Desperation set in like a low-hanging cloud. ‘What about your house?’
The woman had no reason to continue to be kind to her, but she did. God love Canada. ‘I’ve already sent two people home to my husband. Both on the sofas. Someone is on their way to get you and drive you into town, ma’am.’
‘Can’t they just keep on driving me to the nearest city? Something with beds?’
Apparently that thought was just hilarious.
The woman laughed. ‘The only way in or out of Churchill is by plane or train. And Winnipeg is a thousand miles to the south.’

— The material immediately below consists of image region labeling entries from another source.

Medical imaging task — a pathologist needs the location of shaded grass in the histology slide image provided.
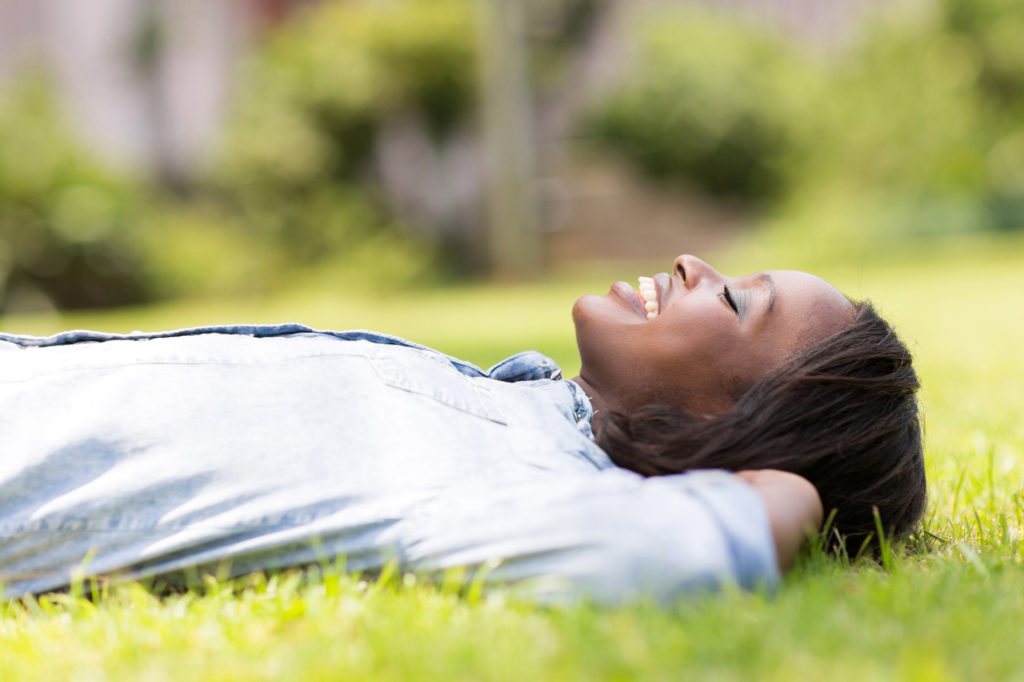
[0,232,1024,680]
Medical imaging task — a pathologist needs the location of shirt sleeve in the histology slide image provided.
[403,469,779,604]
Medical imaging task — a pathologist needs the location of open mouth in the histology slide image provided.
[637,278,657,319]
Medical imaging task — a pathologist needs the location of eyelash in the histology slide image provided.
[724,286,739,315]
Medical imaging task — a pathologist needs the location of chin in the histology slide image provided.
[572,294,601,330]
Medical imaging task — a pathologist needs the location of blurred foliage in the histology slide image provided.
[0,75,145,309]
[591,9,808,202]
[595,0,1024,250]
[211,0,475,280]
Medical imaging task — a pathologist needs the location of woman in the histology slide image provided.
[0,256,925,601]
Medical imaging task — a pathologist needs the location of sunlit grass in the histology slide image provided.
[0,232,1024,681]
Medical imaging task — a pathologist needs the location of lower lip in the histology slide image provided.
[611,282,647,321]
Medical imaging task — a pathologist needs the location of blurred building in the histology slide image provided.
[0,0,877,180]
[0,0,315,183]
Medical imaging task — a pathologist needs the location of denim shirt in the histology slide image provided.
[0,324,778,602]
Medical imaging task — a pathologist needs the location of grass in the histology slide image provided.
[0,238,1024,681]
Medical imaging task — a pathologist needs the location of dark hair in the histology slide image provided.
[597,302,927,552]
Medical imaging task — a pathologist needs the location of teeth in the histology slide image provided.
[638,278,657,319]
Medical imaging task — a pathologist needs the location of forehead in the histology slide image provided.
[752,270,856,331]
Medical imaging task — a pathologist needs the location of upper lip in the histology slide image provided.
[652,272,672,315]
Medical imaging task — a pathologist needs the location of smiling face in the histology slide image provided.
[572,256,856,415]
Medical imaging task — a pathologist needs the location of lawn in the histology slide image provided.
[0,237,1024,682]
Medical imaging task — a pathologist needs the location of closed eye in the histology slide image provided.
[724,286,739,315]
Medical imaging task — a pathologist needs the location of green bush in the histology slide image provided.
[592,9,812,203]
[211,0,475,278]
[597,0,1024,252]
[0,77,145,308]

Right. Which part of polar bear did she miss? Their trusty pilot must really have been desperate to get them out of the air to have landed them in the sub-arctic.
‘When will they send another plane, do you think?’ she asked weakly.
The woman glanced at her watch and frowned. ‘Let’s just get you sorted for tonight.’
This wasn’t the tightest spot she’d ever been in, though it was the first involving live predators, and the thought of sitting uncomfortably in some waiting room for hours scarcely appealed. Especially when there was no guarantee that she’d get on a flight tomorrow. Or the day after, or the day after.